The election was organized to replace a deceased congressman representing Bassa and Jos North counties, which had been wracked by violent attacks in recent months.
Voter turnout for the election was low. Out of more than 600,000 registered voters in the area, only 74,572 cast their ballots, according to officials. That gave an edge to the Fulani, Mark Lipdo, the Program Coordinator of the Stefanos Foundation, wrote to The Epoch Times in a text message.
“A lot of people, especially Christians, did not vote,” Lipdo wrote. “People are worried about safety.”
The declared results show that the candidate of the local Christian tribe, Musa Agah, only managed to pull 40,343 votes, narrowly beating his Muslim challenger by 2,586 votes.
Change of Demographics
Fulani militants have attacked and seized more than 100 towns in Plateau, according to the Emancipation Center for Crisis Victims in Nigeria. The attacks still threaten hundreds of surrounding towns, according to Mwadkwon, who represents the Plateau’s Riyom County. The attacks are aimed at a “total change of demographics” for ethnic and political domination, according to Mwadkwon.“We have said it several times. That is land-grabbing, and if you grab land, you want to occupy the political space; you get the power and now dictate what you want,” he told The Epoch Times.
In the southern part of Kaduna state, which neighbors Plateau state, the Fulani currently decide the votes of 108 communities seized through armed invasions, according to Jonathan Asake, chairman of the Southern Kaduna Peoples Union.
Mass Disenfranchisement
As many as a quarter of Nigeria’s population of 200 million people could be disenfranchised during the country’s 2023 elections if the displacements persist, according to Solomon Maren, representative of Plateau’s Bokkos County at the Nigerian House of Representatives.“The level of disenfranchisement in the coming elections will be one of the worst in the history of Nigeria, because so many displacements took place after the 2019 elections,” Maren told The Epoch Times. “Quite a number of villages have been taken over, and the original occupants of those places cannot have access to vote in those areas.
“It therefore means there is no way for them to participate [in elections], and if they cannot participate because they cannot access those polling units, it means they have been disenfranchised.

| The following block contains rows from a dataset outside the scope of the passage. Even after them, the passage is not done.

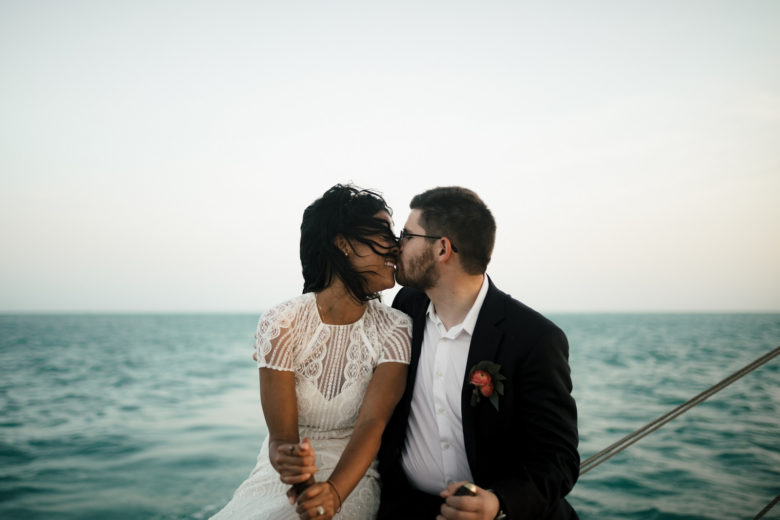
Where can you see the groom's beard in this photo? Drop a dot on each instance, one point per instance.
(419, 272)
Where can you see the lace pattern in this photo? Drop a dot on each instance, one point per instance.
(333, 365)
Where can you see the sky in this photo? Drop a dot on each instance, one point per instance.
(156, 156)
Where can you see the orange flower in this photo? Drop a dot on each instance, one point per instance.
(480, 378)
(488, 382)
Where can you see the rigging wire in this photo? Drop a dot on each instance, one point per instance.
(631, 438)
(615, 448)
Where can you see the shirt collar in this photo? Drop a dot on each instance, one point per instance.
(470, 321)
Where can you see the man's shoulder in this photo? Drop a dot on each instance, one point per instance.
(517, 313)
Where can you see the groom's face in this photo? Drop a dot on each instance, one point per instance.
(416, 263)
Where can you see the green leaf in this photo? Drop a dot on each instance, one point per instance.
(494, 400)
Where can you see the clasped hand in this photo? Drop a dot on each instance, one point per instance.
(295, 464)
(482, 506)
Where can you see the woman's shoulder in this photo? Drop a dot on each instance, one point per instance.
(288, 309)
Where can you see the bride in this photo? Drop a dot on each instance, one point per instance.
(332, 366)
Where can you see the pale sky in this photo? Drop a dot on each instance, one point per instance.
(158, 156)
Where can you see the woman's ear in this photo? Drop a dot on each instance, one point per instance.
(342, 243)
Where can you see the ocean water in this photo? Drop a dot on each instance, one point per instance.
(158, 416)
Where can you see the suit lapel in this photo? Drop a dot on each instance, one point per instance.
(484, 347)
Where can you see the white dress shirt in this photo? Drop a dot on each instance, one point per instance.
(434, 451)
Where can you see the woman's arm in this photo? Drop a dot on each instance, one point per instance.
(293, 460)
(383, 393)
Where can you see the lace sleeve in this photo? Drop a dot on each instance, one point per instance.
(397, 339)
(272, 340)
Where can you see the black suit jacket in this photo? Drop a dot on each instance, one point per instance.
(527, 451)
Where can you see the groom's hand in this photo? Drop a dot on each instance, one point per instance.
(482, 506)
(295, 462)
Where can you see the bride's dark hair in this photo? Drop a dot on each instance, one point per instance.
(347, 211)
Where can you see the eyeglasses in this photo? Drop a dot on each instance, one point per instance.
(406, 234)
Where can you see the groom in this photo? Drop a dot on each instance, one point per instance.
(488, 396)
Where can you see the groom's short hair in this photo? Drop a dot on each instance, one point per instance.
(460, 215)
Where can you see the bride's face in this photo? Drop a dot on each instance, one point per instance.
(378, 270)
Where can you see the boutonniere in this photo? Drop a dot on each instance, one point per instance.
(488, 382)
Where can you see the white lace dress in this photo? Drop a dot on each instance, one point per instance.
(333, 365)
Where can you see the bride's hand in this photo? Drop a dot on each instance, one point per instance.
(318, 502)
(295, 462)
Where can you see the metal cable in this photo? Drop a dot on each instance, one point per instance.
(628, 440)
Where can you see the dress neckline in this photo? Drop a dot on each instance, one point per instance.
(319, 316)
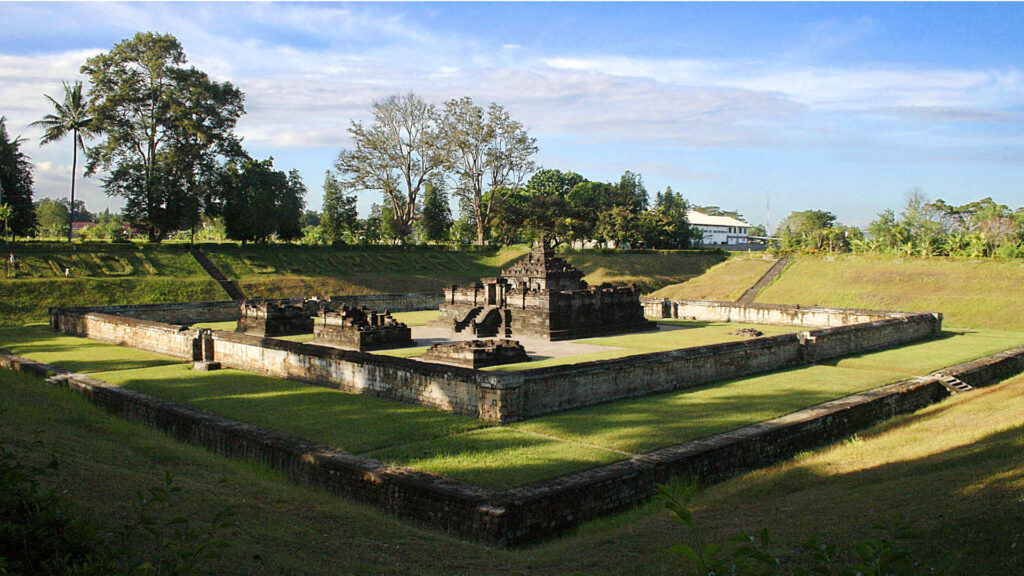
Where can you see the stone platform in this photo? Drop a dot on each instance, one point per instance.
(477, 354)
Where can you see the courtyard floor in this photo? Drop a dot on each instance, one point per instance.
(502, 457)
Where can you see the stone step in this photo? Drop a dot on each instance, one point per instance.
(953, 384)
(232, 289)
(765, 280)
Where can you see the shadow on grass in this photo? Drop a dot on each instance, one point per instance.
(348, 421)
(498, 457)
(643, 424)
(963, 500)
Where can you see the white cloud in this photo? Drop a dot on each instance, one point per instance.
(308, 70)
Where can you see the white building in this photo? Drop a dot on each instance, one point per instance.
(719, 230)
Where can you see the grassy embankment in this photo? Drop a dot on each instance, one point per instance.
(116, 274)
(969, 293)
(726, 281)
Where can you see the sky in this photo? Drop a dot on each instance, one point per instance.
(838, 107)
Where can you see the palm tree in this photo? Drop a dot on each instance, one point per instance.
(71, 117)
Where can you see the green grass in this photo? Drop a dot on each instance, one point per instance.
(726, 281)
(78, 355)
(692, 334)
(964, 453)
(352, 422)
(969, 293)
(497, 457)
(47, 260)
(644, 424)
(439, 443)
(418, 318)
(29, 300)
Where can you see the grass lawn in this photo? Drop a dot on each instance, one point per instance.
(726, 281)
(969, 293)
(691, 333)
(501, 457)
(79, 355)
(965, 454)
(352, 422)
(29, 300)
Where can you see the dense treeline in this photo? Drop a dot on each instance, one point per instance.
(978, 229)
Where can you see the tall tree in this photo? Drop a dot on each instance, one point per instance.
(15, 183)
(340, 214)
(260, 202)
(491, 153)
(69, 117)
(164, 127)
(435, 221)
(396, 155)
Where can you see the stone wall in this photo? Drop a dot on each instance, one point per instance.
(445, 387)
(563, 387)
(226, 311)
(532, 512)
(181, 313)
(393, 302)
(499, 397)
(809, 317)
(154, 336)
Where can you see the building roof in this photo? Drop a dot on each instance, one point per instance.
(699, 218)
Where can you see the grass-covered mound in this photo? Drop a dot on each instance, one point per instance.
(123, 274)
(969, 293)
(726, 281)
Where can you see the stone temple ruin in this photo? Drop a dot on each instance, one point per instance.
(269, 319)
(477, 354)
(542, 296)
(360, 329)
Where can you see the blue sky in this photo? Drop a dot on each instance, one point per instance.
(842, 107)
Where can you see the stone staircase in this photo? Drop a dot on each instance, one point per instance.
(952, 383)
(461, 325)
(215, 273)
(772, 274)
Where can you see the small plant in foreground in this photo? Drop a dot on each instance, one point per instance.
(41, 535)
(887, 554)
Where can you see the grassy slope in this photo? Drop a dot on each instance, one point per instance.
(963, 453)
(969, 293)
(726, 281)
(110, 274)
(648, 272)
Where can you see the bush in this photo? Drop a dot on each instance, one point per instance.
(40, 534)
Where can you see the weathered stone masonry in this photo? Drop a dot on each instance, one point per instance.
(523, 515)
(499, 397)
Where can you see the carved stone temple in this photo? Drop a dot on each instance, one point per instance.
(542, 296)
(261, 318)
(360, 329)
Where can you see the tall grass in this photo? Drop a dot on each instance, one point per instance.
(969, 293)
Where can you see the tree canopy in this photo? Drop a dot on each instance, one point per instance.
(15, 184)
(164, 127)
(395, 155)
(489, 155)
(70, 117)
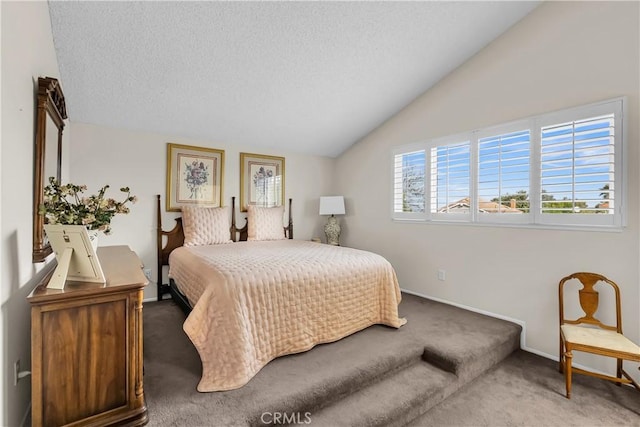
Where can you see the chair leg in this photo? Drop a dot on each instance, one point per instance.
(560, 357)
(619, 371)
(567, 372)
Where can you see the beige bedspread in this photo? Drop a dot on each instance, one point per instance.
(255, 301)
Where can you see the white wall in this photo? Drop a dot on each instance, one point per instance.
(561, 55)
(27, 53)
(101, 155)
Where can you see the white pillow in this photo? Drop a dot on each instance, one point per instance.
(265, 223)
(205, 226)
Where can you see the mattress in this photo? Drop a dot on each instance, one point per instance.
(258, 300)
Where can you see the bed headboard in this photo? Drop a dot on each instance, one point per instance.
(175, 239)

And these communities we are talking about [are] not one, two, three, or four communities. [There are] several of them.”
‘Deliberately Allowed’
“The APC [All Peoples Congress] government is benefitting from all of the crises, and that is why they are not doing anything to curtail it,” Maren said.Backing this claim, Asake told The Epoch Times that the government is leveraging insecurity to rig elections and remain in power.
“Election results were manufactured in the northeast,” he said, referring to the country’s last general elections that brought President Muhammadu Buhari to power for a second term in 2019. “The displacements are deliberately [allowed] to disenfranchise our people, to deny them of their voting right, to deny them of the choice of their leaders.”
There are always concerns over any election being conducted in Nigeria, Kyle Abts, executive director of the International Committee on Nigeria, told The Epoch Times in a text message.
Calls for Global Action
The population displacements and annexations by radical insurgents across northern Nigeria call for global action, religious-freedom advocate Andrew Boyd told The Epoch Times in a text message.“This is no longer Nigeria’s issue, or even simply Africa’s problem,” wrote Boyd, who currently serves as a spokesman for Release International London. “It is a global crisis that requires a global solution.
“If you lift your eyes to the north and look at the Sahel region stretching right across Africa, you see a range of Islamist groups, including Boko Haram and ISIS, who seem to be bent on radicalizing the region. This same phenomenon of Islamist extremism and expansion is emerging—especially in the north—fueled by weapons from conflicts in Libya and Syria. And although these antagonists differ in flavor, they are essentially of the same substance.”